ボーダーライン。Neo【中】

「……優羽ちゃんって。檜の事好きなのかな?」

「はい?」

 突然何を言い出すのだ、と呆れた目を向ける。再び歩を進めた。

「いや、今の反応。……何となくだけど、そんな気がして」

 彼の言葉を受けて、昨年、完成披露試写会で会った笹峰さんをぼんやりと思い出していた。

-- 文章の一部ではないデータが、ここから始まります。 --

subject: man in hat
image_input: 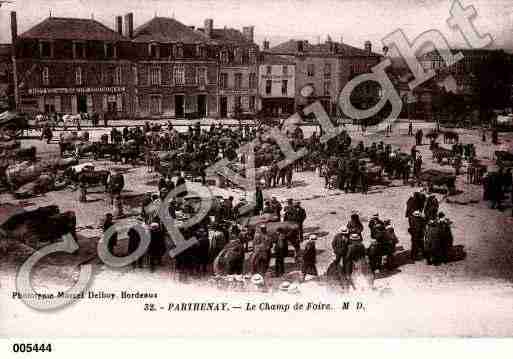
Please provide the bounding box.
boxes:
[253,223,271,248]
[369,213,384,239]
[408,210,426,261]
[148,222,166,272]
[331,226,349,267]
[255,184,264,216]
[263,199,274,214]
[233,197,248,219]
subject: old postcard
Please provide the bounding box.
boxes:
[0,0,513,344]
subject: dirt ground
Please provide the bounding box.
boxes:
[0,122,513,335]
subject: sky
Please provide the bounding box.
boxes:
[0,0,513,52]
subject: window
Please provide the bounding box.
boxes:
[324,81,331,96]
[235,73,242,89]
[306,64,315,77]
[75,67,82,85]
[324,64,331,78]
[133,66,139,86]
[39,41,52,57]
[198,67,207,85]
[41,67,50,86]
[150,67,161,86]
[265,80,273,95]
[114,67,122,85]
[249,72,257,89]
[150,95,162,114]
[148,44,159,59]
[249,96,256,112]
[173,65,185,85]
[219,72,228,88]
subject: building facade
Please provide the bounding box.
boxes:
[258,54,296,116]
[199,19,258,118]
[264,39,381,116]
[11,13,258,119]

 高校時代の奈々とどこか似通った目つきに、僅かな戸惑いを覚えた。

「……止めて下さいよ」

 自身のうぬぼれに苦笑を漏らし、その心当たりを難なく否定する。

「なんだ? 彼女みたいな可愛らしい子はタイプじゃないか?」

「いやいや、そういう問題でも無くて。……て言うか透さん、何か面白がってないスか?」

「ハハ、バレたか」

 茶目っ気のある人だなぁ、と僕は呆れて笑みを浮かべる。

「そもそも俺の場合。誰であっても恋愛に関しては、なかなか真剣になれないんです」

 透さんにハッキリ言い切りながらも、幸子以外は、と心の中で補足する。

 何であんな(ひと)がいるのだろう、と幸子の存在そのものを恋しく思ってしまう。

 透さんが言ったタイプという言葉を用いるなら、外見中身申し分なく、幸子は僕のストライクだ。

 けれど、この不毛な想いが叶うはずも無く、新年を迎えて送ったメールに対して未だに返事は届かない。